On the title page of Gilbert Hernandez and Darwyn Cooke’s “The Twilight Children” #2, a forlorn Bundo holds up a picture of his family. He blames himself for his carelessness and lack of attention, and the rest of the village may also be treating the orbs in too sanguine a manner, setting Bundo up as a canary in the coal mine for the village. Cooke’s clean linework has good facial expressions, and Bundo’s grief primes the reader for the opening scene. The dialogue is excellent, especially the affectionate teasing between Bundo and his wife.
For those interested in hard science fiction, aliens or horror, “The Twilight Children” #2 won’t provide it. The orbs increase in menace, but Hernandez’s true focus is the small web of relationships. The story is cut from exactly the same cloth as his Palomar stories in “Love and Rockets.” He keeps several subplots going at once, gracefully connecting all the characters into the larger framework of a small village setting.
Cooke and Stewart’s artwork is particularly elegant and eerie in a silent scene on the beach, when Bundo examines Ela’s footsteps. Stewart’s choice of a creamy, warm yellow for the orbs is unusual and thoughtful. In comics and other visual art, the supernatural is usually colored in cool tones in nighttime settings, since human fears are so closely connected to the cold and dark. In “The Twilight Children,” the warmness and lightness of the sunlight hue reinforces the ambiguous status of the orbs. Are they dangerous or evil? Cooke makes another, similarly deliberate and effective choice by giving Ela’s hair no black outline, setting her apart from all the other characters. Both her hair and the far-off, unfocused look in her eyes give her presence an unearthly air.
A lot happens in “The Twilight Children” #2, and all the different characters get panel time. The pacing is fast but doesn’t feel rushed. Hernandez excels at showing normal, busy human lives. He brings just a touch of magical realism to add atmosphere, texture and suspense. The supernatural is never the main course, and the mechanisms of how and why are usually left open. I expect the orbs will continue to remain beyond the full reach of science. In their power and mystery, supernatural phenomena in Hernandez’s stories draw attention to curious serendipities and unpredictable tragedies in life, providing a startling background for the simultaneous humility and grandeur of ordinary people.
Despite the multiple intersecting sources of conflict — Tito’s messy love life, the blinded children, Bundo’s grief, Ela’s presence and her strange effect on some of the men — none of them build up a huge amount of tension. This, too, is characteristic of Hernandez’s storytelling style.
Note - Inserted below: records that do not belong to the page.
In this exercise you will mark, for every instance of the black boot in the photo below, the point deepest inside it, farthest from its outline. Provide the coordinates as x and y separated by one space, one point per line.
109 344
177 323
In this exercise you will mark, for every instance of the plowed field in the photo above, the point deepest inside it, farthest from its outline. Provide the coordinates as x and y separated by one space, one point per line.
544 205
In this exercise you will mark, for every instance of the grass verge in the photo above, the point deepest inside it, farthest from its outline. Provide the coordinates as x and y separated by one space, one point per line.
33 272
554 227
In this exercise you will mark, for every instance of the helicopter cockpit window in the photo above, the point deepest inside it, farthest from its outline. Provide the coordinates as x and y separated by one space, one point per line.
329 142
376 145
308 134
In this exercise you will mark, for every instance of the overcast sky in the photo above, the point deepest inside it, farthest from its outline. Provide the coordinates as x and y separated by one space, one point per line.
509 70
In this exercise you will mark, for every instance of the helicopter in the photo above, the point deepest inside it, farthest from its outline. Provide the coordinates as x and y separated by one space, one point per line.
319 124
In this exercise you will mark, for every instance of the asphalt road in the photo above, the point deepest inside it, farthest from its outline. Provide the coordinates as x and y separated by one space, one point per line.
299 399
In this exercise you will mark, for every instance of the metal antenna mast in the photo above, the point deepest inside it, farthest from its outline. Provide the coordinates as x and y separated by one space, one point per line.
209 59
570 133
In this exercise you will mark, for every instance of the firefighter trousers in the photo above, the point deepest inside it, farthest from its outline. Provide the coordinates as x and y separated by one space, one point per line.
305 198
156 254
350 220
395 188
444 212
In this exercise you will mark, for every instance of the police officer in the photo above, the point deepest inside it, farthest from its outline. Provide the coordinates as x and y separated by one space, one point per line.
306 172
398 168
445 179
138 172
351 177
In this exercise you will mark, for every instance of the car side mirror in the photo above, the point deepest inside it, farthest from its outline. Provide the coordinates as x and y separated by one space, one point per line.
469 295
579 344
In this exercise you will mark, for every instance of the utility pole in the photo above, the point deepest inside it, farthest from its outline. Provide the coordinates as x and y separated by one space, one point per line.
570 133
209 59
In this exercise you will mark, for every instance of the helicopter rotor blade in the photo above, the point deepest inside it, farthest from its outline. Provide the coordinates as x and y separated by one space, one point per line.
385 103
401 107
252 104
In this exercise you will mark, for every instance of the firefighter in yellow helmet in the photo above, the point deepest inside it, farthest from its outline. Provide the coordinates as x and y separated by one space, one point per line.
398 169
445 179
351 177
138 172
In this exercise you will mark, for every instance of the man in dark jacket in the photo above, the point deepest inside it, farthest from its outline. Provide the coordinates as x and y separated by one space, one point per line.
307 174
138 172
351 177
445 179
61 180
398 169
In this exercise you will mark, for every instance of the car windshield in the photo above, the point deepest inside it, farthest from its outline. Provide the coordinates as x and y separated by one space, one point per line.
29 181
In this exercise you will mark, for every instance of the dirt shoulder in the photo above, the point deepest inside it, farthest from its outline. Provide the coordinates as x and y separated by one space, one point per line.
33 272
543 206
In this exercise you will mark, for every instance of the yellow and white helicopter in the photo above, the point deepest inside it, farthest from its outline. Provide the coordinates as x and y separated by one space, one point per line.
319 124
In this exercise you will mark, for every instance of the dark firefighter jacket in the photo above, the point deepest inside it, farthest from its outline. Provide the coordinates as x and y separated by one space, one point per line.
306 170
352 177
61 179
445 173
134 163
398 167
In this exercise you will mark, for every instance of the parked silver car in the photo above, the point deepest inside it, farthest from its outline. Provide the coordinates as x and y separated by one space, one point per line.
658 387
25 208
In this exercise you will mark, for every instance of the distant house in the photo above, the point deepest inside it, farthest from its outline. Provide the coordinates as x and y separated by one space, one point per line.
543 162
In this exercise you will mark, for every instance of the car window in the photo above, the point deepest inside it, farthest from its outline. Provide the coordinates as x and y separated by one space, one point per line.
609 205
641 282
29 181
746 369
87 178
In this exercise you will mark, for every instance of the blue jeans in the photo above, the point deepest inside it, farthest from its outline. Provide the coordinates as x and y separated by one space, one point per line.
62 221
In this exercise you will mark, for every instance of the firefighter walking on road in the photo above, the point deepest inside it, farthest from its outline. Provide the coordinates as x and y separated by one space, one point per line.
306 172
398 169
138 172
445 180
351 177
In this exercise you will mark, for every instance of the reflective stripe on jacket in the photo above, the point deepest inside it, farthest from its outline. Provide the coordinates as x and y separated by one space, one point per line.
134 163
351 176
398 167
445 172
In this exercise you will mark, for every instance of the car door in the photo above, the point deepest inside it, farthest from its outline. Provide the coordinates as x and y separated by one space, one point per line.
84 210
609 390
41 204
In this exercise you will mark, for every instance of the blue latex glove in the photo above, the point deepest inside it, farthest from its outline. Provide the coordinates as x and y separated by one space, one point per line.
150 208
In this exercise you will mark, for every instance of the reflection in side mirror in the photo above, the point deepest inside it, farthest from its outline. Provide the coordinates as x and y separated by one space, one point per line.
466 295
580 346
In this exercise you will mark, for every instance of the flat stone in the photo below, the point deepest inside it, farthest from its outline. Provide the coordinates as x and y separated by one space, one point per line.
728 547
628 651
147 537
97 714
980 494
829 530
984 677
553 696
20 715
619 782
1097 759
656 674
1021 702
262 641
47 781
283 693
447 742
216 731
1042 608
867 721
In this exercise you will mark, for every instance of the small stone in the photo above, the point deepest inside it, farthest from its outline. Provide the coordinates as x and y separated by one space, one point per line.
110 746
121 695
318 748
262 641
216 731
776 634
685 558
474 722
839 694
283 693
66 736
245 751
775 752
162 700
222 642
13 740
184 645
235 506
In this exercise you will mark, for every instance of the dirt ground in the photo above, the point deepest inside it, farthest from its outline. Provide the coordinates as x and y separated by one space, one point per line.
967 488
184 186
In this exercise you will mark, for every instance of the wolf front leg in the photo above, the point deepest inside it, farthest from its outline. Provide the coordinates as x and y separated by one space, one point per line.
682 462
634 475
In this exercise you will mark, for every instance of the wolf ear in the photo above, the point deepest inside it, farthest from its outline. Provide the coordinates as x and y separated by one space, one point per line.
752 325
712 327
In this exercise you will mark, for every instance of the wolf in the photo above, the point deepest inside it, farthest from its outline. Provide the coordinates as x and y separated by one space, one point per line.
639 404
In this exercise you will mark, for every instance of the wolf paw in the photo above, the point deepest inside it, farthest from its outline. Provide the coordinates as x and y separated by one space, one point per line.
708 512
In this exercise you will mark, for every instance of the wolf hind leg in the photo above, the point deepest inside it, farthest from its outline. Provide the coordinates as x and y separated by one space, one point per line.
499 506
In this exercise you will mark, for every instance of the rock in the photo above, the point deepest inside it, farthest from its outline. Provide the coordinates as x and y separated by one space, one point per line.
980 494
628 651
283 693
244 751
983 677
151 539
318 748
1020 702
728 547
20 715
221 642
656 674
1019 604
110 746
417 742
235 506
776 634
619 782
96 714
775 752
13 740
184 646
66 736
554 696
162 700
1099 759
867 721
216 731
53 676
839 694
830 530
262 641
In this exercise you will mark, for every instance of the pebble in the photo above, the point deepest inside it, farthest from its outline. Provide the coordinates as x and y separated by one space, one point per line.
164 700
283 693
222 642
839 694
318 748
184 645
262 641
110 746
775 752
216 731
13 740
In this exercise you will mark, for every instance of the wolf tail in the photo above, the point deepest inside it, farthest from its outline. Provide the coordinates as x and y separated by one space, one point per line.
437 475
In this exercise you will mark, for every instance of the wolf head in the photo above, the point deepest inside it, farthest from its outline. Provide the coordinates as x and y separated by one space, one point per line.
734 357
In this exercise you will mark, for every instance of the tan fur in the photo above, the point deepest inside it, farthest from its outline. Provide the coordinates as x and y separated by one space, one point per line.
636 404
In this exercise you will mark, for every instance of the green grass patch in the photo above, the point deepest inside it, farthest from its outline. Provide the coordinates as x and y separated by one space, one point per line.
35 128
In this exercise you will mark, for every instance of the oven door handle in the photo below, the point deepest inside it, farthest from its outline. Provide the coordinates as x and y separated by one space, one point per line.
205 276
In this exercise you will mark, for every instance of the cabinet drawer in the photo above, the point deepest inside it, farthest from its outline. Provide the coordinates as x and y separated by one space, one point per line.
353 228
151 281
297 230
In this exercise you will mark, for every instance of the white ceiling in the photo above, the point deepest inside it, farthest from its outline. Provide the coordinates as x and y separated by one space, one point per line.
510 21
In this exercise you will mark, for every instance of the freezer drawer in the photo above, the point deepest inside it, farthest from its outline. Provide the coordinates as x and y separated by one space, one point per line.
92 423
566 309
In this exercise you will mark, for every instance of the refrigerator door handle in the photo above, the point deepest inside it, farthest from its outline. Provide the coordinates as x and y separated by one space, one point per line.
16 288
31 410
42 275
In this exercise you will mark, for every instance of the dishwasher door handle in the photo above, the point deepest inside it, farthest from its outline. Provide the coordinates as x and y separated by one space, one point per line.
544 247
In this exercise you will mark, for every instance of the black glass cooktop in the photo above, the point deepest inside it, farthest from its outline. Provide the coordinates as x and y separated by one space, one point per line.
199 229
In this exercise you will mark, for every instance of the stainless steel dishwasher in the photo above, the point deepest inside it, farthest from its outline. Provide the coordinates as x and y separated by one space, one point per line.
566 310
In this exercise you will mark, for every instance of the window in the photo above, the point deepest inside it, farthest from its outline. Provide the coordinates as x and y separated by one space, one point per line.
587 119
The last scene in “The Twilight Children” #2 shows Nikolas and Anton setting Felix the Scientist up, but the emotional turmoil of jealousy and the looming threat of serious violence is deliberately muffled and diverted by chance occurrence.
Since so much of the storytelling occurs through Hernandez’s dialogue and through Cooke’s well-composed panels, the most apt comparisons come from theater. The material of “The Twilight Children” is the same as that of Modernist playwrights like Eugene O’Neill or Edward Albee’s preoccupations — betrayals, trauma, childhood, loss — but, unlike those playwrights, Hernandez seldom allows these sources of anguish to soar into showy, cathartic truth-telling soliloquies. His style and treatment of his subjects is more like Thornton Wilder’s approach: seemingly simpler and cooler, less raw, more meandering and earnest, with more optimistic conclusions and tidy mysticism.